[129] Le poète Auvray s'en prend encore, avec sa vigueur haineuse, à l'ardeur vivace et éternelle du parti huguenot. Il va jusqu'à exalter l'utilité de la Saint-Barthelemy:
| ........... Et puis ces Lestrigons |
| Se disent reformez! O tigres, ô dragons! |
| Helas! combien de fois vos sanglantes furies |
| De nos temples sacrez ont fait des boucheries! |
| Le sang y fume encor, et, sans verser des pleurs, |
| Je n'en peux dans mes vers exprimer les malheurs. |
| . . . . . . . . . . . . . . . . . . . . . . . . |
| Quoy! secouer le joug des monarques puissants, |
| Mesurer vostre foy à l'aune de vos sens, |
| Vous donner tout en proye aux charnelles délices, |
| Violer nos tombeaux, dérober nos calices, |
| Fouler l'hostie aux pieds, enfoncer, inhumains, |
| Au sang des innocents vos homicides mains, |
| Et mesdire des roys d'une rage animée: |
| Appelez-vous cela l'Eglise reformée? |
| Vous nous reprocherez la Saint-Barthelemy; |
| Mais ce brasier ne fut allumé qu'à demy: |
| C'estoit lors que devoit et que pouvoit la France |
| Exterminer ce monstre au point de sa naissance. |
| Ce feu devoit s'esteindre avant qu'il fût plus grand: |
| Par trop starer la playe incurable on la rend. |
| La moisson, dira-t-on, n'etoit point encor meure. |
| Si falloit-il ce chancre amputer de bonne heure, |
| Il n'auroit pas gaigné les membres principaux. |
| (Le Banquet des Muses, ou les divers satires du sieur Auvray, etc. Rouen, 1627, in-8, p. 271.) |
L'opinion exprimée si énergiquement dans ces derniers vers étoit partagée par tout le parti catholique. Dans l'Epistre dedicatoire au Roy, de son livre: Les principaux points de la foy de l'Eglise catholique défendus contre l'escrit adressé au Roy par les ministres de Charenton, 1618, in-12, Richelieu tient à peu près le même langage: il rend les protestants responsables de la Saint-Barthélemy.

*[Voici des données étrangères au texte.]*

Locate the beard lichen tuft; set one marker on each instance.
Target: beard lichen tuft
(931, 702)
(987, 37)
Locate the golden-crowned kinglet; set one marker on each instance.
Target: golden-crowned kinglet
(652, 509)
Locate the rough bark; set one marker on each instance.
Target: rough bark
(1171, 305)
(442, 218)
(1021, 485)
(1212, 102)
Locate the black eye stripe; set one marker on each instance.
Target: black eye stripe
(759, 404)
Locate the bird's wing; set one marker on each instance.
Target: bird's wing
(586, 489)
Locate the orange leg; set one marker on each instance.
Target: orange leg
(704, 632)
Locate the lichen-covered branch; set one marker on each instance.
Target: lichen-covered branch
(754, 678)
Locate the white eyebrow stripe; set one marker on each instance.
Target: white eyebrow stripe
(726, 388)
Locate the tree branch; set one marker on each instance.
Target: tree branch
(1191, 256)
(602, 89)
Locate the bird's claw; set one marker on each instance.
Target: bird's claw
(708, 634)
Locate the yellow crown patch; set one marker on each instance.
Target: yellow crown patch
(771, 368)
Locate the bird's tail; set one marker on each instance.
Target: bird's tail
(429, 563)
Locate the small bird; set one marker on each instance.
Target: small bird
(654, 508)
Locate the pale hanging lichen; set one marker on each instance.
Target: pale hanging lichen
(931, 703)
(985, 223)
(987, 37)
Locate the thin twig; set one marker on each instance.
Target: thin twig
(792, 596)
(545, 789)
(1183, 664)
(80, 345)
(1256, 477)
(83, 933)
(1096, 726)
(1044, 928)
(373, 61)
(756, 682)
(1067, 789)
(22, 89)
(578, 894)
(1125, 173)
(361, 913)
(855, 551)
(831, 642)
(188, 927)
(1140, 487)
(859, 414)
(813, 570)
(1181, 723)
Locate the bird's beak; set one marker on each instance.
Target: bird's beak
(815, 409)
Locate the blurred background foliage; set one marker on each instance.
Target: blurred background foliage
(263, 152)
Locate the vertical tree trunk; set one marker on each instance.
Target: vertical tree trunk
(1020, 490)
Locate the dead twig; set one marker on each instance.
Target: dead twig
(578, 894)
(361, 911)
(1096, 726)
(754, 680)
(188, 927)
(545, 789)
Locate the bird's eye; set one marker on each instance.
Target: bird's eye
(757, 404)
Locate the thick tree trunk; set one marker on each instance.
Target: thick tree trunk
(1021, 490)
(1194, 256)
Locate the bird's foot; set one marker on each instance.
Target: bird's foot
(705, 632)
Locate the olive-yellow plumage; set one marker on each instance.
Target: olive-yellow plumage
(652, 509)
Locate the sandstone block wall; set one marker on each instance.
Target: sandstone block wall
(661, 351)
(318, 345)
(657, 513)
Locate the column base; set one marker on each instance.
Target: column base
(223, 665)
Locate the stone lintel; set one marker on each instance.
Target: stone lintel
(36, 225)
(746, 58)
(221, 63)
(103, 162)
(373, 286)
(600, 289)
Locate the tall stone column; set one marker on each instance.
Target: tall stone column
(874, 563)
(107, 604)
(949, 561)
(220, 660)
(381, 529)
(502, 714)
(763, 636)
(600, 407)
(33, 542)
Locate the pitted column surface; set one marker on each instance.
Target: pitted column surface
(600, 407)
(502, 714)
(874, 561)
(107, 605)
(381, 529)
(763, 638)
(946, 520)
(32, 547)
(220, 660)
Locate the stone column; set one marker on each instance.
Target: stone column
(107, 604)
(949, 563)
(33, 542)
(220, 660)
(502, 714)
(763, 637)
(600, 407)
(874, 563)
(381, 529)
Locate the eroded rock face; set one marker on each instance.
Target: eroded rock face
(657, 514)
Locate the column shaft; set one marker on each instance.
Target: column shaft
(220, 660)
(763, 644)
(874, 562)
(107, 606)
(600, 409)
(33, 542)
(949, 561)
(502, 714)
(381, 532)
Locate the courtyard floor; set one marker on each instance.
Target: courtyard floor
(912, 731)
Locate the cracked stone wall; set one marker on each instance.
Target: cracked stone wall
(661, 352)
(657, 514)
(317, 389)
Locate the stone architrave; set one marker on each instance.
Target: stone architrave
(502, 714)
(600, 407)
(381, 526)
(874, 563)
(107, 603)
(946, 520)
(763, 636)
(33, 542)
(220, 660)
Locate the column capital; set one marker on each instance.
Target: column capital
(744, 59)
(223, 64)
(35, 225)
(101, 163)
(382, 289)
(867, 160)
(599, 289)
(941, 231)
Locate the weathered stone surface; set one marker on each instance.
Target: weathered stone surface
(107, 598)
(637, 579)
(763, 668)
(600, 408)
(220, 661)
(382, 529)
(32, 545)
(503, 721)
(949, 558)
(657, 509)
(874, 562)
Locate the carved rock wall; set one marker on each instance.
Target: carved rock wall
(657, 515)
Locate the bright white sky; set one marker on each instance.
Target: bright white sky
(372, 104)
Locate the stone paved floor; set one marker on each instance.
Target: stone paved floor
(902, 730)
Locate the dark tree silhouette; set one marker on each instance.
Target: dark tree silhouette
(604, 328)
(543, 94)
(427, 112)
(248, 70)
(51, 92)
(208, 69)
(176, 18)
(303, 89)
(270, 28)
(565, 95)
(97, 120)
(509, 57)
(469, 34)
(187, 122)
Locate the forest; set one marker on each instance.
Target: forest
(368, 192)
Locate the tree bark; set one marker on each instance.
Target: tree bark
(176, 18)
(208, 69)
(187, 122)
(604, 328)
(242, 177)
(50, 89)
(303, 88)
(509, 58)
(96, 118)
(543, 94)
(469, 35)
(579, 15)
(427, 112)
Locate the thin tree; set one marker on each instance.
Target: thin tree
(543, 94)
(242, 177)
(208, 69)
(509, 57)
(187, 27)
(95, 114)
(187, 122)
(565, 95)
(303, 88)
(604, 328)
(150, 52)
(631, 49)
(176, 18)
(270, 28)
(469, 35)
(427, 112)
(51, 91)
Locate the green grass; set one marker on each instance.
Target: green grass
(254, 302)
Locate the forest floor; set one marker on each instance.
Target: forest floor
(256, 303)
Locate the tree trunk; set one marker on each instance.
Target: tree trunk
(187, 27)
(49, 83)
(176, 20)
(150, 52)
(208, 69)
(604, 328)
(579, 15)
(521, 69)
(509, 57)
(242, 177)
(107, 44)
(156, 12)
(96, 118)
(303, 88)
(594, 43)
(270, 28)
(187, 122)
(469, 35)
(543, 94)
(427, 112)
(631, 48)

[130] Pierre Du Moulin, en effet, l'apôtre du parti réformé à cette époque, instruit par Drelincourt que le roi, prenant ombrage du synode calviniste qu'il avoit présidé à Alais, en 1620, vouloit le faire arrêter, s'étoit retiré à Sedan, où le duc de Bouillon le fit professeur de théologie et ministre ordinaire. Il continua d'y surveiller les affaires de son parti et de les diriger, comme s'il eût été encore dans son prêche de Charenton et évêque de Paris en espérance, ainsi que le disoit un petit libelle de 1618: Les Œufs de Pâques adressez au ministre Du Moulin, etc. (Recueil Y, p. 174). Après la déroute de Soubise, il parut un manifeste soi-disant émané de lui: Lettre d'avis donné à tous les ministres de France et autres de la religion prétendue réformée, par le sieur Du Moulin, ci-devant ministre de Charenton, sur la défaite des troupes des sieurs de Soubise et Favas, Paris, J. de Bordeaux, 1622, in-8.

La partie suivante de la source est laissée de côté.